Goal: drive up the mountain on the right. However, the car's engine is not strong enough to scale the mountain in a single pass. Therefore, the only way to succeed is to drive back and forth to build up momentum.

Let's have a look at the [documentation](https://github.com/openai/gym/blob/master/gym/envs/classic_control/mountain_car.py) to understand the environment.

Note that "car position" is along the x-axis (1-dimensional).

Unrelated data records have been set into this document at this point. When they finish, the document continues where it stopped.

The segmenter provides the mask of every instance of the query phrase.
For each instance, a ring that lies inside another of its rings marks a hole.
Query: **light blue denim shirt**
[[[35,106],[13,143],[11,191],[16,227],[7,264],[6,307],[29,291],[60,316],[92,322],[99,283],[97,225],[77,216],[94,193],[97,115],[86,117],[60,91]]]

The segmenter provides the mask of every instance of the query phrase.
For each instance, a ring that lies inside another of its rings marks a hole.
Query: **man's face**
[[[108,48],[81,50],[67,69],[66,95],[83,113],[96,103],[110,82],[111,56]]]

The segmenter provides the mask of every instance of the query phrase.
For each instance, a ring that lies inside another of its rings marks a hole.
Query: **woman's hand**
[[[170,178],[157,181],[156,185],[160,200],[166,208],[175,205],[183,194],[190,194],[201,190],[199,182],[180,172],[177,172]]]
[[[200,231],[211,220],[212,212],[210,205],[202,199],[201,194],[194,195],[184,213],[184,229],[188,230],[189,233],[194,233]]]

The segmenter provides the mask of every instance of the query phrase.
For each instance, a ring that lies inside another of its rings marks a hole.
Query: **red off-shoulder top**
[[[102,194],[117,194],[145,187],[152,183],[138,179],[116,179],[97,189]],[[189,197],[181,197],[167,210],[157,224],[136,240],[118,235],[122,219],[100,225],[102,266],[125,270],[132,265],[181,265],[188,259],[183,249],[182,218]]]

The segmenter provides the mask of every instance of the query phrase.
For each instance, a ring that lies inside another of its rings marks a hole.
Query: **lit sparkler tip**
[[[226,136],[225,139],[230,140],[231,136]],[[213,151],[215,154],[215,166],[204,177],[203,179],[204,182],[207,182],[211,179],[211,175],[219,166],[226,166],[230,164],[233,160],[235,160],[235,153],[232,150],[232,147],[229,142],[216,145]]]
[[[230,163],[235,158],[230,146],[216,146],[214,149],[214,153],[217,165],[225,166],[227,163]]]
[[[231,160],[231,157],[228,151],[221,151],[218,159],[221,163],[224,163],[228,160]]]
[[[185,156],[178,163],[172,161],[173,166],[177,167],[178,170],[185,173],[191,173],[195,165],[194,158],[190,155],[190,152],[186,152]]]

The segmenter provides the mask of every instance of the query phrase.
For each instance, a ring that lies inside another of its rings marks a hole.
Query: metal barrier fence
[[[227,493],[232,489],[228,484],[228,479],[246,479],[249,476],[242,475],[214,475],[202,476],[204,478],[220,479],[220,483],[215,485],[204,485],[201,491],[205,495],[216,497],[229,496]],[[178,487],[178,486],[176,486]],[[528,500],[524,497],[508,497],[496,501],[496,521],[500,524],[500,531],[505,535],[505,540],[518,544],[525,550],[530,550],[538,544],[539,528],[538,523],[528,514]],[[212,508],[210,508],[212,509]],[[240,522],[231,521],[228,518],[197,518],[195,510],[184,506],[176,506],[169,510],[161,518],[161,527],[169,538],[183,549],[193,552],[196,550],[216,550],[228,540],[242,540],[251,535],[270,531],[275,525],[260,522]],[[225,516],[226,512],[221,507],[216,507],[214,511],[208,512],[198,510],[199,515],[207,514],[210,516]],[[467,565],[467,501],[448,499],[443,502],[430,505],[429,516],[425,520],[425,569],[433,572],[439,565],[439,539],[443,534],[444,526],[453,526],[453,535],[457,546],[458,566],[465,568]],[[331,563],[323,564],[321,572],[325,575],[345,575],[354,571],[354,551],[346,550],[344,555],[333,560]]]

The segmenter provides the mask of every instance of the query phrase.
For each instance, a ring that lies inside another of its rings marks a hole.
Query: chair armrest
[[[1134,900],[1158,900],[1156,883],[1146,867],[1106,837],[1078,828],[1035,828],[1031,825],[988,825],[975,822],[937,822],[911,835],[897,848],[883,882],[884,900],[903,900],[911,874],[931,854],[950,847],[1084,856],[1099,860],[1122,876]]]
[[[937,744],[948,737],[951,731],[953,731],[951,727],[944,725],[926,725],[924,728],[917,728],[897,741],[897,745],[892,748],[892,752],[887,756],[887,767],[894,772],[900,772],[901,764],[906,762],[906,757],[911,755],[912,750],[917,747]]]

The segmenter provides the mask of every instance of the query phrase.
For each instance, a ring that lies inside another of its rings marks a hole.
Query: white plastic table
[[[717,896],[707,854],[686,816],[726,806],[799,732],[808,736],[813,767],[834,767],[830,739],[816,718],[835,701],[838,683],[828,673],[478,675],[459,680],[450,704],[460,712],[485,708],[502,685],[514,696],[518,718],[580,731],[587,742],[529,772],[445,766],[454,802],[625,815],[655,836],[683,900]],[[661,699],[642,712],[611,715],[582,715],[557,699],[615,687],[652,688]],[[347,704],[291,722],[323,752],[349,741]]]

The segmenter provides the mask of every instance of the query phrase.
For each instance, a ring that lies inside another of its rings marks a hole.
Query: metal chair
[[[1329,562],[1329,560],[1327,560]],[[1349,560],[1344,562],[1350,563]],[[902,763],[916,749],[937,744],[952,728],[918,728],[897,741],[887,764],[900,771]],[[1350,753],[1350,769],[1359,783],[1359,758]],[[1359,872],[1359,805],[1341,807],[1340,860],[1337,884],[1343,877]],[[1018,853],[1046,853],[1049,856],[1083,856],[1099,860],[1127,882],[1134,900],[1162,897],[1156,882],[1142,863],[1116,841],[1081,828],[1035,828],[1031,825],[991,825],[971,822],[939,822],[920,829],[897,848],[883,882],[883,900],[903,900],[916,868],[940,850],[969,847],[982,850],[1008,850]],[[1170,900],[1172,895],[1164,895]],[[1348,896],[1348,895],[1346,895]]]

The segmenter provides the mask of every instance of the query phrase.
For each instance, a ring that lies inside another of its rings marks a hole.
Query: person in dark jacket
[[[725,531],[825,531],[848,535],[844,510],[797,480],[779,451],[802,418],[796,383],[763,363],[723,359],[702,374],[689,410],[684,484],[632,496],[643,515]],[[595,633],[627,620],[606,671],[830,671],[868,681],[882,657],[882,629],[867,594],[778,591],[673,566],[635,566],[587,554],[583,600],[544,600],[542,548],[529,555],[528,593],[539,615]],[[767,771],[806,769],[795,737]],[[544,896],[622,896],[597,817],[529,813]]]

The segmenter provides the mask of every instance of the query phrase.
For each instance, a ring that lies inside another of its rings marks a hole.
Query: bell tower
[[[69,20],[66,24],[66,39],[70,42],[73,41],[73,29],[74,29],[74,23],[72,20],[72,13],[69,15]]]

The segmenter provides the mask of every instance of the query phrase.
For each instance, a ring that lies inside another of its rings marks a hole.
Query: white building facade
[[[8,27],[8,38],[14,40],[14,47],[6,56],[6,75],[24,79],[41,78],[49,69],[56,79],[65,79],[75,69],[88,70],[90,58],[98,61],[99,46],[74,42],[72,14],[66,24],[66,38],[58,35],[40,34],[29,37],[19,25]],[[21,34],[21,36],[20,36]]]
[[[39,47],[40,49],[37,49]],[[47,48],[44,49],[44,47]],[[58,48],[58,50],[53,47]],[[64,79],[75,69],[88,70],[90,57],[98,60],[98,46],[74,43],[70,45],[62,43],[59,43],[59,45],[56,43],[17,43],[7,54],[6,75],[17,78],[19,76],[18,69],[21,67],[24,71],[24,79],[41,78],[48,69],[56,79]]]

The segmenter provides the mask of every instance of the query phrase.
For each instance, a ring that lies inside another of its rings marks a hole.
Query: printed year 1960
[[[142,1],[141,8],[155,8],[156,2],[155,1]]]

What can we state about the problem?
* To be able to reach the mountain top at the right, the car needs to swing to the left. This makes it not so obvious what a good reward function would be

### 1st attempt: DQN
* Let's try DQN.
* Let's try 100 episodes. From the documentation, we understand that an episode takes maximally 200 steps. So we need 20000 steps.



In [None]:
# mountaincar_dqn_agent

import gym
from stable_baselines import DQN

env = gym.make('MountainCar-v0')

training = True
if training:
    model = DQN("MlpPolicy", env, verbose=1, tensorboard_log="tensorboard_logs/mountaincar_dqn_agent/")
    #model = DQN("MlpPolicy", env, verbose=1, learning_rate=0.0005, gamma=0.99, policy_kwargs=dict(layers=[64, 64]), tensorboard_log="tensorboard_logs/mountaincar_dqn_agent/")
    model.learn(total_timesteps=20000)
    model.save("learned_models/dqn_mountaincar")
else:
    model = DQN.load("learned_models/dqn_mountaincar")
    #model = DQN.load("learned_models/dqn_mountaincar_400000steps_sb2")

print("finished training, now use the trained model and render the env")

n_episodes = 10
for i in range(n_episodes):
    obs = env.reset()
    done = False
    episode_steps = 0
    while not done:
        action, state = model.predict(obs)  # greedy policy
        obs, reward, done, info = env.step(action)
        episode_steps += 1
        env.render()

    result = 'Success!' if episode_steps < 200 else 'Failure!'
    print(result)
env.close()

It takes 1 minute to train and the result is shown below. An unsuccessful episode gives an episode reward of -200. So we must conclude that the agent never managed to get a success.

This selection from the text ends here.